A discussão sobre o quanto a Netflix ofuscaria e atrapalharia o formato tradicional de cinema, começou com a indicação de “Roma”, filme do diretor mexicano Alfonso Cuáron e produzido pela plataforma, aos principais prêmios de cinema do mundo, incluindo o Oscar e o Globo de Ouro. No dia 24 de fevereiro, Roma levou três estatuetas no Oscar: a de Melhor Diretor, Melhor Fotografia e Melhor Filme Estrangeiro.
O estopim do conflito, entretanto, ocorreu quando o site Vulture fez um levantamento, especulando que a Netflix gastou entre US$ 40 milhões e US$ 60 milhões em publicidade para o filme. Foi aí que o cineasta Steven Spielberg (Jurassic Park, E.T.) iniciou um boicote ao serviço no streaming e sugeriu que sua participação em premiações fosse dificultada. Entre os argumentos, estavam a discrepância no orçamento para campanhas, já que outros estúdios não tem o mesmo poder aquisitivo da plataforma, e a injustiça de “Roma” poder ser assistido diretamente em casa, sem ser necessário deslocamento por parte do espectador.
O debate contou com respostas da Netflix em seu twitter oficial, que postou a respeito da dificuldade financeira que muitas pessoas têm de ir ao cinema, e que, com o streaming, diretores tem mais jeitos de compartilharem sua arte. Foi o mesmo dito por Alfonso Cuáron em coletiva de imprensa em janeiro: “Quantos cinemas você acha que passariam um filme mexicano, em preto e branco, falado em espanhol, que é um drama sem grandes estrelas? Quão grande você acha que seria um lançamento convencional?”
Toda a polêmica lembra discussões que se tornaram convencionais em períodos distintos: o medo de que a televisão exterminasse as rádios, assim como o próprio cinema que já foi acusado de ser a morte do teatro.
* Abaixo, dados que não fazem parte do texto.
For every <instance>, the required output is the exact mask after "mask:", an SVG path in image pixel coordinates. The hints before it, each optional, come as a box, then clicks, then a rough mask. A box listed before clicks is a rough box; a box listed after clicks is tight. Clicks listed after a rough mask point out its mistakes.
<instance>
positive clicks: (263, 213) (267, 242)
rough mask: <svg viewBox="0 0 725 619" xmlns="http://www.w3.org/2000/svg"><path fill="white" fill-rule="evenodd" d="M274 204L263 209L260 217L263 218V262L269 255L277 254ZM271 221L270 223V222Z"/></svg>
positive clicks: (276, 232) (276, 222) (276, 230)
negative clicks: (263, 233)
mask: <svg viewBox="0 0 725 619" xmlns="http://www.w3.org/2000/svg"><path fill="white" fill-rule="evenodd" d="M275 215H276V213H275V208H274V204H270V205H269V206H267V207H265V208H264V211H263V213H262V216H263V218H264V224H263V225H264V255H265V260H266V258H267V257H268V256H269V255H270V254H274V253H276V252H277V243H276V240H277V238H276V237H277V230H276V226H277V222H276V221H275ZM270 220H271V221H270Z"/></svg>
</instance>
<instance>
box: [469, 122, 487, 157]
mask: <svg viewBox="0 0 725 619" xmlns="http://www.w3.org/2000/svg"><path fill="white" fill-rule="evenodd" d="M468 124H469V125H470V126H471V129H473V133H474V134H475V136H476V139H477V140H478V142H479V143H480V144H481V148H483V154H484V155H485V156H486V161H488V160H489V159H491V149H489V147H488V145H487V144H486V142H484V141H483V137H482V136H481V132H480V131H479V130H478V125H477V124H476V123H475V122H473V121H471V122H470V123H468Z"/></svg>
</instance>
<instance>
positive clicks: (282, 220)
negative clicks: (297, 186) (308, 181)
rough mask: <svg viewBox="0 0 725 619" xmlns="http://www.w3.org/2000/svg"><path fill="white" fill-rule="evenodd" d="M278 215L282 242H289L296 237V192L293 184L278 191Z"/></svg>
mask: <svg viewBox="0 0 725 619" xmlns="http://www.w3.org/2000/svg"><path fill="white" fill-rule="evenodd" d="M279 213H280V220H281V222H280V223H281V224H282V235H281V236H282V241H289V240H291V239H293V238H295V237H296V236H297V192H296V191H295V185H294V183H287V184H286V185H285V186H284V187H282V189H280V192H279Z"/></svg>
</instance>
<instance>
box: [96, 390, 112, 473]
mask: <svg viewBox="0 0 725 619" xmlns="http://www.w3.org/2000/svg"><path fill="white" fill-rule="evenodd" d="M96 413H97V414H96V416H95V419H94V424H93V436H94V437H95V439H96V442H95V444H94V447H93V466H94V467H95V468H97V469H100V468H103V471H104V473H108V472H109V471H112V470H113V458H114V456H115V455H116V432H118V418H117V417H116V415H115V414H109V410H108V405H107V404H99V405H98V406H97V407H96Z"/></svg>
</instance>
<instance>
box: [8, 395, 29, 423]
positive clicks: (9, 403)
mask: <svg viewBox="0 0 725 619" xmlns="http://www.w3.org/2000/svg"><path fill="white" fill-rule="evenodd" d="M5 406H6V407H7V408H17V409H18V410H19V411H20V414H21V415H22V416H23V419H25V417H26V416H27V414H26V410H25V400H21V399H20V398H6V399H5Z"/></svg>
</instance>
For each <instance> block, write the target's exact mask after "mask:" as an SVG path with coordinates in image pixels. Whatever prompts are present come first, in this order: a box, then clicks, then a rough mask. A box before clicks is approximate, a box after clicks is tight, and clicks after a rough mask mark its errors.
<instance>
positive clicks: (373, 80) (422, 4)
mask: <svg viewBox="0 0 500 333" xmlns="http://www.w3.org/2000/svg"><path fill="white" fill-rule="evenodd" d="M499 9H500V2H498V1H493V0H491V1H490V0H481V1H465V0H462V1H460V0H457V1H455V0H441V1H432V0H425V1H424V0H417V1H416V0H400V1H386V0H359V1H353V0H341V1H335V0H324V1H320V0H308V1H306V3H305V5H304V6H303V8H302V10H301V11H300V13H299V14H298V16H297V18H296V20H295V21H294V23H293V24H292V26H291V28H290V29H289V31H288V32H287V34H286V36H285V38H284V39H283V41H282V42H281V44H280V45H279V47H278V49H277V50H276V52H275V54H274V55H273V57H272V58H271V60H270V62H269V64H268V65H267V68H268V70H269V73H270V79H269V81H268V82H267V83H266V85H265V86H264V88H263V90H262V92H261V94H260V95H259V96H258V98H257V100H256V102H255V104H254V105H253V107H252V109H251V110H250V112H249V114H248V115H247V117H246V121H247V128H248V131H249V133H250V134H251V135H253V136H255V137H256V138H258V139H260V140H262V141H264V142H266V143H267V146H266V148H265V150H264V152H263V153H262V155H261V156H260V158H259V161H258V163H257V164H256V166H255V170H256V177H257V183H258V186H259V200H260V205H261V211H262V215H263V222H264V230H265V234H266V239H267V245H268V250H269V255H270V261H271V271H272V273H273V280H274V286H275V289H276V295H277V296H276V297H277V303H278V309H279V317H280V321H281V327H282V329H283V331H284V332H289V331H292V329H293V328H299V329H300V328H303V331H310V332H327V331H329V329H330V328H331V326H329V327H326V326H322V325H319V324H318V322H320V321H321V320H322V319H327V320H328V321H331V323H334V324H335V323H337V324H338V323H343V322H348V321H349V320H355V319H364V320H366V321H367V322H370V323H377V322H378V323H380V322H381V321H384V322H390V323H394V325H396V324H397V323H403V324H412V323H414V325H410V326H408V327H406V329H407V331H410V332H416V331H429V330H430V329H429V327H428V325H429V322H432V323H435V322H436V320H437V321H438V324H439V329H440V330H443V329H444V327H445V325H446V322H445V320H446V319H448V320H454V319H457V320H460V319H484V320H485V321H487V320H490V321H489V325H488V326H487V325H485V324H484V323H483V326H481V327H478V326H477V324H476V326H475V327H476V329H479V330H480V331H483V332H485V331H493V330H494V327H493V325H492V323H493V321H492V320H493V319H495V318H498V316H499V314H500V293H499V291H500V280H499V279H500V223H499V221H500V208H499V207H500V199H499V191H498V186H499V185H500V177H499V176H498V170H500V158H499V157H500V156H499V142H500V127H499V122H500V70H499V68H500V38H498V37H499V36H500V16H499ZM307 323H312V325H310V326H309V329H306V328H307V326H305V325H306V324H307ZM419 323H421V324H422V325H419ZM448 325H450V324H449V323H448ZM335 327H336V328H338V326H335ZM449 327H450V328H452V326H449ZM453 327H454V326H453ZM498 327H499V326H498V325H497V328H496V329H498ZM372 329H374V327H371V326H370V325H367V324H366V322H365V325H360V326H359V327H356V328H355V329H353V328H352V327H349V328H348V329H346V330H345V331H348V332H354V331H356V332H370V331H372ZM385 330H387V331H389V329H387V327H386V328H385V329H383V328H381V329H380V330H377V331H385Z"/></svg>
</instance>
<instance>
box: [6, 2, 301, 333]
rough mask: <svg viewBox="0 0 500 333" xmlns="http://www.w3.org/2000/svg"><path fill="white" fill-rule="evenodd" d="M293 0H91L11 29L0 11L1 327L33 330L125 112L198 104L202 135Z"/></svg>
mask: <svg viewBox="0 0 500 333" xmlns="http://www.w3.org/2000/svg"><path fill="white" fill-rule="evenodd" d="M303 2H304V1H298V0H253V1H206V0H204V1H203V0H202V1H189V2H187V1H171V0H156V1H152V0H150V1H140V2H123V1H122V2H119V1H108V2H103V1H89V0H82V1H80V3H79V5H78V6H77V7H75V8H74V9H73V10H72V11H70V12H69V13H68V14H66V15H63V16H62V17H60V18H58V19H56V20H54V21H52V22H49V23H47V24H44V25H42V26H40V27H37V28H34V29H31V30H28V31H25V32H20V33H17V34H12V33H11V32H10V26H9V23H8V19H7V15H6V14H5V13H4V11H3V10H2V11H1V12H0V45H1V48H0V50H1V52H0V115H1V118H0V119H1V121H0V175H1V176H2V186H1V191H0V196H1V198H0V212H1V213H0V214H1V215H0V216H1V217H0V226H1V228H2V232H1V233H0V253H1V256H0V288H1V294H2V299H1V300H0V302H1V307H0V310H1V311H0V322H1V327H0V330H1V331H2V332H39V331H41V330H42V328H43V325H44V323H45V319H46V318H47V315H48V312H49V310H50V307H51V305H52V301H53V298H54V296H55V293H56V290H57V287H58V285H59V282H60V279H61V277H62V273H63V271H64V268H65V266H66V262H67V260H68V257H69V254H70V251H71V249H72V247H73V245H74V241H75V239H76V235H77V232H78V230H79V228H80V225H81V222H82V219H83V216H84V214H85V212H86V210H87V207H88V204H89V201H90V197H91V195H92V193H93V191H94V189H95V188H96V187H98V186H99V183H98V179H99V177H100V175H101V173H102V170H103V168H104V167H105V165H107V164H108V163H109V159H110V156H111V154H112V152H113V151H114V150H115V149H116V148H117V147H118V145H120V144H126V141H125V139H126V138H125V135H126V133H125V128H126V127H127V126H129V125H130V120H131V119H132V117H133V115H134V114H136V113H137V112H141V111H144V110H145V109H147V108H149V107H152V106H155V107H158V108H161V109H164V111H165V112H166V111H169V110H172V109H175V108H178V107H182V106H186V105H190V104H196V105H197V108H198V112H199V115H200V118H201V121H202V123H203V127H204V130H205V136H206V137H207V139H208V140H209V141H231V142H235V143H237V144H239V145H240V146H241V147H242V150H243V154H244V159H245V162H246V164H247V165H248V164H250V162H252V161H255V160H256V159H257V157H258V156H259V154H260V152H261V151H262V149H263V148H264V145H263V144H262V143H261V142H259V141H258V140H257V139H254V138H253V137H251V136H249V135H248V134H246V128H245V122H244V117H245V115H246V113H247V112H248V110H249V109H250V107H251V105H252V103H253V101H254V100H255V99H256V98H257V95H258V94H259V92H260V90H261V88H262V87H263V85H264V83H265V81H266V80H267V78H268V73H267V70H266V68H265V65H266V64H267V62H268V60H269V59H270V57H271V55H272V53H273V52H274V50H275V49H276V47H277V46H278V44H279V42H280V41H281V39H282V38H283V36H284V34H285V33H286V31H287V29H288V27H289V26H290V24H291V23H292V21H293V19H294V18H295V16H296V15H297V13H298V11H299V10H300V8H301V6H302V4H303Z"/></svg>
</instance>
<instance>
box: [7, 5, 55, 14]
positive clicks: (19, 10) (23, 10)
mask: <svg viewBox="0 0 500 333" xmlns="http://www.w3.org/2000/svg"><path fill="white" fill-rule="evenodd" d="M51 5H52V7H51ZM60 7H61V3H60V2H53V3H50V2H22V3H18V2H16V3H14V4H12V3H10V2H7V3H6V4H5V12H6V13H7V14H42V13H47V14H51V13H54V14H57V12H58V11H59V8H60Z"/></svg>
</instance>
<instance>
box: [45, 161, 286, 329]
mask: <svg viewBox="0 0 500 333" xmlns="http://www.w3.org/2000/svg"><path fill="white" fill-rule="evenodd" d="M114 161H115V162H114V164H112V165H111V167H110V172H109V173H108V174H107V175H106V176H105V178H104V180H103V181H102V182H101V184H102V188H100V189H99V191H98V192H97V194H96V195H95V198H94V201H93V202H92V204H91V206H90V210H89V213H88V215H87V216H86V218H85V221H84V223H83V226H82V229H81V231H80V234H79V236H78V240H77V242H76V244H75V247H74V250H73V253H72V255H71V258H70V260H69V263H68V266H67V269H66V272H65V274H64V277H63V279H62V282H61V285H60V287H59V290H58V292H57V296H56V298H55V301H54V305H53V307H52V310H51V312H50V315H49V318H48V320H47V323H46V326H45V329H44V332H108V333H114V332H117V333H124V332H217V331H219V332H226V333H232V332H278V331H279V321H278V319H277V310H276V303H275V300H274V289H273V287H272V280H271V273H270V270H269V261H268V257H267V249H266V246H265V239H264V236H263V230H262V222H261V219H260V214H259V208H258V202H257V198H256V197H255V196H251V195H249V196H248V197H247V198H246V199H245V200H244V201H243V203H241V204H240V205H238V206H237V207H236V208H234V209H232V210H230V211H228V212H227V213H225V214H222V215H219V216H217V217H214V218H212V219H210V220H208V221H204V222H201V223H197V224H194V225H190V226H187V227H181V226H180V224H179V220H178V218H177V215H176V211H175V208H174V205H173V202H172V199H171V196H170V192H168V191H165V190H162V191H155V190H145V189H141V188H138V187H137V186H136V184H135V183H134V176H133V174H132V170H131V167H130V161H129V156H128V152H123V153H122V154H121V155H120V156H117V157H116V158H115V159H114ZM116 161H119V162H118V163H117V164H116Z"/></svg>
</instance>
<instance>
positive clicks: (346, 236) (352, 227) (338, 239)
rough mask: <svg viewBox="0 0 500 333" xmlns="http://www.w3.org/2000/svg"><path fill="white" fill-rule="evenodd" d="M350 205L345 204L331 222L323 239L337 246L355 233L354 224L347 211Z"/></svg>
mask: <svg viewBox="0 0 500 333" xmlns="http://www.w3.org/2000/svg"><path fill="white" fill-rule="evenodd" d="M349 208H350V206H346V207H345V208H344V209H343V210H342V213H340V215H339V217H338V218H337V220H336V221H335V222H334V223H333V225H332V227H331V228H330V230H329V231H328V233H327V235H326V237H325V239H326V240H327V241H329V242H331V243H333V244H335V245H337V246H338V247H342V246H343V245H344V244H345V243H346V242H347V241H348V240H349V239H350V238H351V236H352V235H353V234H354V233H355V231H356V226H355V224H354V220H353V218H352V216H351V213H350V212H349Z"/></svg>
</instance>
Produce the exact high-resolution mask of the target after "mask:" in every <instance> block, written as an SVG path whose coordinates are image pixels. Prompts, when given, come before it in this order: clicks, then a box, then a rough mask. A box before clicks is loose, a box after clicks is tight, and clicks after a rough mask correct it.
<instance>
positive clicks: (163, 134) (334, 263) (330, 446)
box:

A questão é que toda forma de conteúdo tem seu auge, mas em momento algum se anulam. O teatro não é tão popular quanto outrora, mas ainda tem consumidores fiéis e tornou-se um nicho de cultura respeitável. Mudar as formas de se produzir obras audiovisuais não apaga a relevância e grandeza do cinema, apenas o adapta para uma nova realidade.
Ao mesmo tempo, o debate oferece uma nova perspectiva às discussões sobre democratização da cultura. Os pontos de Cuáron e da Netflix são válidos, uma vez que trazem para o grande público um tipo de produto que nunca rendeu tanto dinheiro quanto filmes de super-heróis, e que diversifica cada vez mais o mercado audiovisual.
Muitas são as pessoas que não moram perto de cinemas ou não tem verba para consumir esse tipo de entretenimento, e com filmes como “Roma”, elas ganham a possibilidade de ter acesso a um estilo de produção mais sensível e reflexivo, e que, porque não, intelectualiza a sociedade? A Netflix não está desrespeitando o cinema ao produzir bons filmes e levá-los às premiações, está apenas adequando-o a uma sociedade mais inclusiva. E de que maneira isso pode ser prejudicial?